Daten-Puzzle erschwert Klimaschutz in Deutschland massiv

Illustration Absmeier foto freepik

Expertenrat fordert besseres Datenmanagement als Basis.

 

In den letzten Jahren haben sich Umwelt-, Sozial- und Corporate-Governance-Fragen (ESG) zu einem heißen Thema für Unternehmen entwickelt. Aber auch für die (meisten) Regierungen der Welt sind Bemühungen zu nachhaltigerem Verhalten von höchster Bedeutung – mit dem Wahlerfolg der Grünen und der ersten Regierungsverantwortung in der Geschichte der Partei wurde dies auch hierzulande deutlich.

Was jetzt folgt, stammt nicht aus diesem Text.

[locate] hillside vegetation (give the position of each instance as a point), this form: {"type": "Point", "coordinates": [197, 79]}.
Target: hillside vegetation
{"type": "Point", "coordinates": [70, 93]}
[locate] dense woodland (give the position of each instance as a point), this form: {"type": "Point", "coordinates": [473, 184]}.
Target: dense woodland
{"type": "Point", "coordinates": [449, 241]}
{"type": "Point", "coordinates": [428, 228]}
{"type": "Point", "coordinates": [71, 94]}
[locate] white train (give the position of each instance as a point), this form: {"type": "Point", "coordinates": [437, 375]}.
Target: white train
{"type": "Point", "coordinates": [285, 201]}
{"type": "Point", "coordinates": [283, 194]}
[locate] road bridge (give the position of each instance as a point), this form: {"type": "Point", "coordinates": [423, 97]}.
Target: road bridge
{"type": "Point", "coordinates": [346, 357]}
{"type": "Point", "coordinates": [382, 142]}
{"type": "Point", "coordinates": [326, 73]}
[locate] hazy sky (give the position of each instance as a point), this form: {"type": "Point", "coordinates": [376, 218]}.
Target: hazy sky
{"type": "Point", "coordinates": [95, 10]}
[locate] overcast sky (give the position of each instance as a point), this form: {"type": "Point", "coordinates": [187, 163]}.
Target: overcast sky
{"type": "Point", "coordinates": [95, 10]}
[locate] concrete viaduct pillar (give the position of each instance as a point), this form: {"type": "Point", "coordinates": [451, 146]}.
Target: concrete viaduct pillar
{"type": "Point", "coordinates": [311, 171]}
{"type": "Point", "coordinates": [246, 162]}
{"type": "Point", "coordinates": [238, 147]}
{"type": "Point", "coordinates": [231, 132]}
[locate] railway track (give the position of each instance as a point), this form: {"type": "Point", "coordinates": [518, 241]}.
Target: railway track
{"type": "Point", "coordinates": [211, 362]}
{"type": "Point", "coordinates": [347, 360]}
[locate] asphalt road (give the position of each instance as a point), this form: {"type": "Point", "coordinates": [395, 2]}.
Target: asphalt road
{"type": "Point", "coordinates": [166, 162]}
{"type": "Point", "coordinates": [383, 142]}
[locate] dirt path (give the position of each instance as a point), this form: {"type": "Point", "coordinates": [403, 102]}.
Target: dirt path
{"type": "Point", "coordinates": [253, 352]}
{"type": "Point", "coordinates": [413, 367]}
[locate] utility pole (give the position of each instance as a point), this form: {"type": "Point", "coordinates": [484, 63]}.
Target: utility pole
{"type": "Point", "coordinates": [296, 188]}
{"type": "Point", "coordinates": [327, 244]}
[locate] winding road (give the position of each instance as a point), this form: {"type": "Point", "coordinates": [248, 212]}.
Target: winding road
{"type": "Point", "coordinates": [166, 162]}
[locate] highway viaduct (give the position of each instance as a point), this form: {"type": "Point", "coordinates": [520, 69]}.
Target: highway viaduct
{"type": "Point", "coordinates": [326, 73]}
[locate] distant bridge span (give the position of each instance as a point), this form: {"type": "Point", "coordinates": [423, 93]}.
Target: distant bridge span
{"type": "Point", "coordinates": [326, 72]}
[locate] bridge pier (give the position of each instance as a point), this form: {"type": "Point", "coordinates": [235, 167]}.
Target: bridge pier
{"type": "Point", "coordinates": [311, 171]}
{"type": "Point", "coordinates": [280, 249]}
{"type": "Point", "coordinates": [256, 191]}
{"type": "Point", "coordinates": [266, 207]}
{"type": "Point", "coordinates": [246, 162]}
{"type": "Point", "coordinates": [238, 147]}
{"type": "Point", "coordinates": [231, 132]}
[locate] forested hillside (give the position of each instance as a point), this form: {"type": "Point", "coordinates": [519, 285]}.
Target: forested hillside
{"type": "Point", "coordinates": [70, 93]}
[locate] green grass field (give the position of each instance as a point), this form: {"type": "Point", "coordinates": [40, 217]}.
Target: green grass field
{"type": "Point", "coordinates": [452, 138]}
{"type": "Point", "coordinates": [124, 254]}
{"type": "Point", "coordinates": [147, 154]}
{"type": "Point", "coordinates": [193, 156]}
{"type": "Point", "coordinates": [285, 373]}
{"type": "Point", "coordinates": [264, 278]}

Die Gesellschaft schaut den politischen Entscheidern immer deutlicher auf die Finger – Gruppen wie »Fridays for Future« zeigen die Dringlichkeit zu mehr Engagement in Sachen Klimaschutz. Aber gerade hierzu wird aktuell viel diskutiert – eine Einordnung von Christian Geckeis, General Manager DACH beim Datenexperten Informatica.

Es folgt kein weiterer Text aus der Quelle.